Think of it as a formally defined couple or trio. It’s not “a list of stuff,” it’s “exactly two things: a string and a number, in that order.” This is incredibly useful for things like representing coordinates ([number, number]), key-value pairs ([string, any]), or returning multiple values from a function without the ceremony of creating a new object or class.

The Basic Syntax: It’s Just an Array, But Lying

Syntactically, a tuple type looks just like an array type, but you specify the type for each position.

// This is an array: all elements are numbers.
const scores: number[] = [1, 2, 3];

// This is a tuple: the first element is a string, the second is a number.
let coordinate: [string, number];
coordinate = ['x', 42]; // ✅ Perfect.
coordinate = [42, 'x']; // ❌ Nope. The order matters. TypeScript will yell at you.

The beauty here is in the type safety. You know that if you have a value of type [string, number], you can safely access element[0] as a string and element[1] as a number.

Beyond the Basics: Optional and Rest Elements

The designers didn’t stop at just fixed pairs. They knew we’d need a little flexibility, so they introduced optional elements. Because sometimes, the third wheel doesn’t always show up to the party.

// A tuple for a HTTP response: [statusCode, statusMessage, headers?]
let httpResponse: [number, string, string?];
httpResponse = [200, 'OK']; // ✅ Header is optional.
httpResponse = [200, 'OK', 'Content-Type: application/json']; // ✅ Also valid.

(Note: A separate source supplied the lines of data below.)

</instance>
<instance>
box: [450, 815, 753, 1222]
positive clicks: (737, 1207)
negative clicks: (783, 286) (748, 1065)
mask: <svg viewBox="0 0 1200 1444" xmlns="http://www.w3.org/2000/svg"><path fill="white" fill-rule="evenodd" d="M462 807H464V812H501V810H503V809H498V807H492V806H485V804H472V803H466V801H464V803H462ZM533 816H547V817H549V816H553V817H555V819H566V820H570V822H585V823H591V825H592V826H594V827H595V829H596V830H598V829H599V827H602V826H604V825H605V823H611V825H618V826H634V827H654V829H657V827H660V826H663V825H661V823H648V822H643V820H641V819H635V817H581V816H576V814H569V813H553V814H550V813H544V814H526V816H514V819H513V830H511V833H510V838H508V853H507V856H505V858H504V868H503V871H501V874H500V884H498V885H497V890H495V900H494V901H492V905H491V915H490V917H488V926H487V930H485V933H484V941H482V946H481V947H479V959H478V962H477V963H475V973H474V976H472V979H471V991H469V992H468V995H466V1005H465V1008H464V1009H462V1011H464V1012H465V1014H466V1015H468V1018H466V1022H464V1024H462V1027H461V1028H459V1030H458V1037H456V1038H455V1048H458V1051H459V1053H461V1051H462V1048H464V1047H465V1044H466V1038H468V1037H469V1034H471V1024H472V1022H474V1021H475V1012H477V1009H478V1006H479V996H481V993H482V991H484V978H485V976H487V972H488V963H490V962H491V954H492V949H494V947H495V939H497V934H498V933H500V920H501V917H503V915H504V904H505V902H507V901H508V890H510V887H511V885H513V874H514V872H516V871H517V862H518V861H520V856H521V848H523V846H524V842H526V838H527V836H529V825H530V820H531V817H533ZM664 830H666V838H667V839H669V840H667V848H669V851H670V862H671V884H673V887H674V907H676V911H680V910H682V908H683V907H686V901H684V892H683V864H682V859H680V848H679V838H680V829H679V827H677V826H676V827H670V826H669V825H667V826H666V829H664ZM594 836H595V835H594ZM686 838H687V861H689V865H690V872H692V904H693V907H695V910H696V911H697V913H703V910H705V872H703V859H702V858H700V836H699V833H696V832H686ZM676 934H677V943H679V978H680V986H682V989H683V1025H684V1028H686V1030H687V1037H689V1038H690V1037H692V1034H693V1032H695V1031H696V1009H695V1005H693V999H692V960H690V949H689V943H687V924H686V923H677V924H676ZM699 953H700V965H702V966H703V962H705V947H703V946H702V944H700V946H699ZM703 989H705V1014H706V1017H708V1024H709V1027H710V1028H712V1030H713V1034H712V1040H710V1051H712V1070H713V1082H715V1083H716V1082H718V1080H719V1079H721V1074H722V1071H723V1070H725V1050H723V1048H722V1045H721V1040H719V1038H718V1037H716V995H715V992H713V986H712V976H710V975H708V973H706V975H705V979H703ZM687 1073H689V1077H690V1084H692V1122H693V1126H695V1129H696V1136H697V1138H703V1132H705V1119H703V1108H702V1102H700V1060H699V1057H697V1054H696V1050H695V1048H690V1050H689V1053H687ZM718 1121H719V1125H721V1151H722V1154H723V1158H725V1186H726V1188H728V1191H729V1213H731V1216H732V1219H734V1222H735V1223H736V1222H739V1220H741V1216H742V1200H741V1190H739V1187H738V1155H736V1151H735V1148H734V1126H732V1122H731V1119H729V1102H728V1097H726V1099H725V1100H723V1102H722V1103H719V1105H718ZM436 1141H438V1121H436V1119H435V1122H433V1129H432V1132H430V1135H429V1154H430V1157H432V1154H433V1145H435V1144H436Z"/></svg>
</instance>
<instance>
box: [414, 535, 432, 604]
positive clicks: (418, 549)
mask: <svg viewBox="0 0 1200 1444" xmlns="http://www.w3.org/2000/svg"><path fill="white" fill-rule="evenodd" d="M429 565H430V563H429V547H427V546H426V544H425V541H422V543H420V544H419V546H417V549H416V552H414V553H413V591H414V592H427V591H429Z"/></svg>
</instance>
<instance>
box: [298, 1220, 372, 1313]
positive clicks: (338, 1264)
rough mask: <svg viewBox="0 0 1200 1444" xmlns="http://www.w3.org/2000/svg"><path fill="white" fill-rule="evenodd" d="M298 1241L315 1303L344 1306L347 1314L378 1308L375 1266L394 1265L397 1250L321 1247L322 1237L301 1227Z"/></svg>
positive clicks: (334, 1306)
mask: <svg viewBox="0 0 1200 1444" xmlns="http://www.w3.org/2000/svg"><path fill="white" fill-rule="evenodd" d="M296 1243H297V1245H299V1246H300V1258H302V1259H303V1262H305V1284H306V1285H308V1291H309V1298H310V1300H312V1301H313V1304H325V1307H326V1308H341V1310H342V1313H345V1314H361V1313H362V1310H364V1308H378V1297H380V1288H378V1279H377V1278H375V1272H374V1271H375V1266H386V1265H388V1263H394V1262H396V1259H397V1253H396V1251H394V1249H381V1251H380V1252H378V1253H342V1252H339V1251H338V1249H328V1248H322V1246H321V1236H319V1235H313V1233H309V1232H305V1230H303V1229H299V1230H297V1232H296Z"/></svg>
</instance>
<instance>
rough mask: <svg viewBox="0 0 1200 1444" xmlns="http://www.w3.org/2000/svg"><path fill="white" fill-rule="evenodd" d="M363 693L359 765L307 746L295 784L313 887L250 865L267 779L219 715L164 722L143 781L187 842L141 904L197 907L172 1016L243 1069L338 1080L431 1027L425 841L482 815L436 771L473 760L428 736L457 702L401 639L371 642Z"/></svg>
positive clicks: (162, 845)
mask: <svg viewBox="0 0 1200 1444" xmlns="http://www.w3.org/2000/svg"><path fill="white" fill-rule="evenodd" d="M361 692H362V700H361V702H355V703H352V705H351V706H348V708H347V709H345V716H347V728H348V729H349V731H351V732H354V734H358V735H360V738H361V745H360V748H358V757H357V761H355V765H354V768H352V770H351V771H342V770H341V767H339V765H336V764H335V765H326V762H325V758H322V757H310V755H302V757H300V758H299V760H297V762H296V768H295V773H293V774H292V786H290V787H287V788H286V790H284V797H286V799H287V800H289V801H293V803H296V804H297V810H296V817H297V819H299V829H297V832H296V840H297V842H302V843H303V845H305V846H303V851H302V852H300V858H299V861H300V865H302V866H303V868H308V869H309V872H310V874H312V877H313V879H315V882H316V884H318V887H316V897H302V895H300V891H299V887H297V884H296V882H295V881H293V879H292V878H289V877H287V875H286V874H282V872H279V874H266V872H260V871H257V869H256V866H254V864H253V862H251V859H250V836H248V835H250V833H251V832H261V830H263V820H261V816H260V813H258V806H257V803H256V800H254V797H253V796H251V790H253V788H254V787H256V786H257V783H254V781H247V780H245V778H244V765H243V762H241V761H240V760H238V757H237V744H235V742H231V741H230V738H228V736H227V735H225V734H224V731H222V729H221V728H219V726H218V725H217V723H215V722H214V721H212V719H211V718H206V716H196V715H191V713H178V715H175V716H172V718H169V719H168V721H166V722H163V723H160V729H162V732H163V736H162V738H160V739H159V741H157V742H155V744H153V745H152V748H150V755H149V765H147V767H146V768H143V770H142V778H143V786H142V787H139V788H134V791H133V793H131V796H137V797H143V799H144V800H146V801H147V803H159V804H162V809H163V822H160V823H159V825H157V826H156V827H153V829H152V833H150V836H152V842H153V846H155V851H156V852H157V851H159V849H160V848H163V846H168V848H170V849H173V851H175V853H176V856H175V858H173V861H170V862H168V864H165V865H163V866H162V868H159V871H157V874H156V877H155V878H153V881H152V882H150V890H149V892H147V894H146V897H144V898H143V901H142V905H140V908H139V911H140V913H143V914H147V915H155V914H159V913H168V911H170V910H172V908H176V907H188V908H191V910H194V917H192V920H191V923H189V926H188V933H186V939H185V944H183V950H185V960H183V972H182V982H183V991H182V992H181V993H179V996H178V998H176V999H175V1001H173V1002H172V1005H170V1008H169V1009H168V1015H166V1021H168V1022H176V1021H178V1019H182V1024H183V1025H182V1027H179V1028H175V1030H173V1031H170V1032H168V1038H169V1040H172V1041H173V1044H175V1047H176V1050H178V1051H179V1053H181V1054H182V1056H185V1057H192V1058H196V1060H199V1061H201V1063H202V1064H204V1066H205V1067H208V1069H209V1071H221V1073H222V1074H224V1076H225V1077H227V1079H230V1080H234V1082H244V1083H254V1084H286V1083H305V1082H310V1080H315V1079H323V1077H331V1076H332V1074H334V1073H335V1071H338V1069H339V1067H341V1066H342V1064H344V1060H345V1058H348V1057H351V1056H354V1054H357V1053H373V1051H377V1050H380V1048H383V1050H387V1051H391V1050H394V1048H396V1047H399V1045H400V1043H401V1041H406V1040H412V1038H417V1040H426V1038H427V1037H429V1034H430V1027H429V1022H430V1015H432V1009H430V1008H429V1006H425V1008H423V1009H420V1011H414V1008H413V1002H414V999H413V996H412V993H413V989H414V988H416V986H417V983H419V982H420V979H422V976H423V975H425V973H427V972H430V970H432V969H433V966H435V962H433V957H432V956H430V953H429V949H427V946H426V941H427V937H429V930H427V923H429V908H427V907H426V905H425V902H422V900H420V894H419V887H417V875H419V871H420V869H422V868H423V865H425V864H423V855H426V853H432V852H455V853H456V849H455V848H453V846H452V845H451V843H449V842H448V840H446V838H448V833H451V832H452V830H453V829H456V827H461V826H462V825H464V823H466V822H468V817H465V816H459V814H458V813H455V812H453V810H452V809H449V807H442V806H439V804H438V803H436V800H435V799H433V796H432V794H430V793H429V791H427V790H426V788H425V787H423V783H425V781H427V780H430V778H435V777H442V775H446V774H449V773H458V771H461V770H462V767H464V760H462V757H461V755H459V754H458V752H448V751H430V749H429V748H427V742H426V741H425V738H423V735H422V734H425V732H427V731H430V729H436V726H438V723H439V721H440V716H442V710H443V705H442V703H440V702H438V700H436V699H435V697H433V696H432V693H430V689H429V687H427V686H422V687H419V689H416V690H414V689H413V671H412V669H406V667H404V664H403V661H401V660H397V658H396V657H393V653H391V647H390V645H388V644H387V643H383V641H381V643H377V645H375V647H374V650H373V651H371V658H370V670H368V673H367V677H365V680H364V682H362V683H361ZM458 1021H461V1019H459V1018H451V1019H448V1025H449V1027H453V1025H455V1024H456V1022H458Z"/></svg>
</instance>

// You can also have rest elements, which are frankly just array types showing up late to the tuple party.
// This represents a tuple that must start with a string and a number, but can have any number of booleans after.
type NameAndValueAndFlags = [string, number, ...boolean[]];
const example: NameAndValueAndFlags = ['price', 9.99, true, false, true];

The rest element is how TypeScript represents its variadic tuple types, which is a fancy term for “tuples that can have a variable number of elements at the end.” It’s incredibly powerful for typing function arguments.

The Ridiculous Edge Case: push and pop

Here’s where we hit a design choice that is, frankly, a bit absurd. Tuples are supposed to be fixed-length. But because under the hood, they’re just JavaScript arrays, all the mutable array methods are still available. And TypeScript, in its infinite wisdom, allows you to use them without complaint.

let fixedTuple: [string, number] = ['hello', 42];

// This should be illegal, right? We're breaking the contract!
fixedTuple.push('world'); // ✅ TypeScript is... fine with this?!
console.log(fixedTuple); // Logs: ['hello', 42, 'world']
console.log(fixedTuple[2]); // ❌ But accessing index 2 is a type error!

Let’s be direct: this is weird. Your type says it’s a fixed-length two-item array, but you can still mutate it into something else. The type system cheerfully ignores the mutation, leaving you with a runtime value that doesn’t match the compile-time type. It’s the language’s way of saying, “I’ve done my job by defining the type, but I’m not your babysitter.” It’s a conscious choice for practicality—imagine the overhead of making every array method type-safe—but it means you must be disciplined. Don’t use push, pop, or splice on a tuple if you want to maintain its integrity. Treat it as a read-only structure after creation.

The Right Way: readonly Tuples

The best practice, and the way to avoid the aforementioned nonsense, is to make your tuples readonly. This locks the structure down completely and prevents those pesky mutable methods from being called.

function getCoordinate(): readonly [number, number] {
  return [10, 20];
}

const coord = getCoordinate();
coord[0] = 99; // ❌ Error! Cannot assign to '0' because it is a read-only property.
coord.push(30); // ❌ Error! Property 'push' does not exist on type 'readonly [number, number]'.

This is how you should be using tuples 99% of the time. You define a strict shape for data, and you want that shape to be reliable. readonly enforces that contract. It’s the difference between a handshake agreement and a legally binding document. Use it.